Arianna uses the pub as a front to receive and sell drugs. Arianna meets Roman Brady (Josh Taylor) and is revealed to be working undercover for the Salem Police Department to find the root of drug distribution in Salem. Brady's grandfather, Victor Kiriakis (John Aniston) learns that Arianna is a drug dealer and forces her to end her relationship with Brady. She asks Roman if she can leave the investigation, but he says no. As time goes by EJ DiMera learns Arianna is working for him and he soon begins to favor Arianna over Troy (Erik Fellows) due to her selling more drugs. Jealous of Arianna moving up the ladder in the drug cartel and EJ warning Troy that Arianna would take his spot, Troy hires a hitman to kill Arianna. One day, the pub is closed due to Mickey Horton's death but Arianna decides to do inventory that day. Troy, who had been watching the pub, calls the hitman to take out Arianna. The hitman sneaks into the pub and tries to rob and kill Arianna, but Brady chases him off. After the hit fails, Troy decides to kill Arianna himself. Troy breaks into the pub when Arianna is alone and sneaks into her room to kill her, but EJ arrives and saves her. Troy is arrested for attempted murder and Arianna is taken off the investigation, but not before Troy notices Arianna speaking to Roman and realizes she is working undercover, he warns EJ that Arianna is a snitch. Brady, who is also at the police station, asks EJ what Troy is talking about and EJ pretends to have no idea and denies he has ever met Troy. The drug cartel storyline is then dropped.

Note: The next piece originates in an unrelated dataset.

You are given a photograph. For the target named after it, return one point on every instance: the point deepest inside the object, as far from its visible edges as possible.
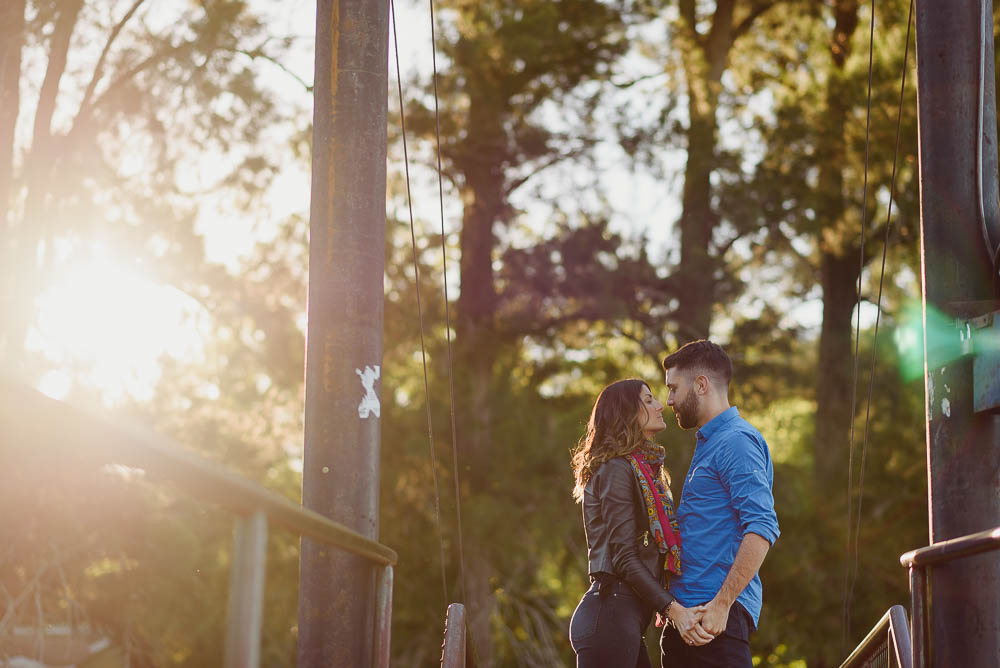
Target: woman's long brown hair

Brady proposes marriage and Arianna accepts. They travel to the Dominican Republic to marry, but Brady's ex-girlfriend Nicole Walker (Arianne Zucker) follows them and attempts to reconcile with Brady. However, he refuses as he loves Arianna. A tropical storm stops the ceremony from taking place and they return to Salem. Nicole discovers that Richard Baker (John Callahan) is an associate of the Salem Mugger, who has been mugging several high-profile men. She makes him plant Arianna's hair at the crime scene. Arianna is then arrested and charged with multiple crimes. As she protests her innocence, Brady does not believe her and she ends their relationship. Lawyer EJ takes over Arianna's case and looks for evidence that Nicole framed her. Hope Brady (Kristian Alfonso) later confesses to the crimes after being under the influence of sleeping pills. Arianna overhears Sami confessing to shooting EJ and decides to tell him. She tells Rafe, who reveals that he already knows and supports Sami. Arianna agrees to meet with Sami to hear her side of the story. Sami explains why and when she shot EJ and Arianna video tapes her confession. After Arianna tells Sami that she is going to the police, Sami attacks her but she escapes. Sami calls her son Will Horton (Chandler Massey) and Rafe, telling them to stop Arianna. Will finds her at the pub and stops her telling EJ. Arianna runs away from Will onto the road, where she is hit by a car, and she dies in hospital days later from complications of the accident. After her death, Arianna's ghost haunts Sami with the truth about EJ's shooting.

Arianna's sister, Gabi, honors Arianna's memory by naming her daughter after her.

==Reception==
With the recast to Hartley, Luke Kerr wrote for Daytime Confidential that she brought a smile to his face. He also commented that Arianna "became a whole lot more interesting".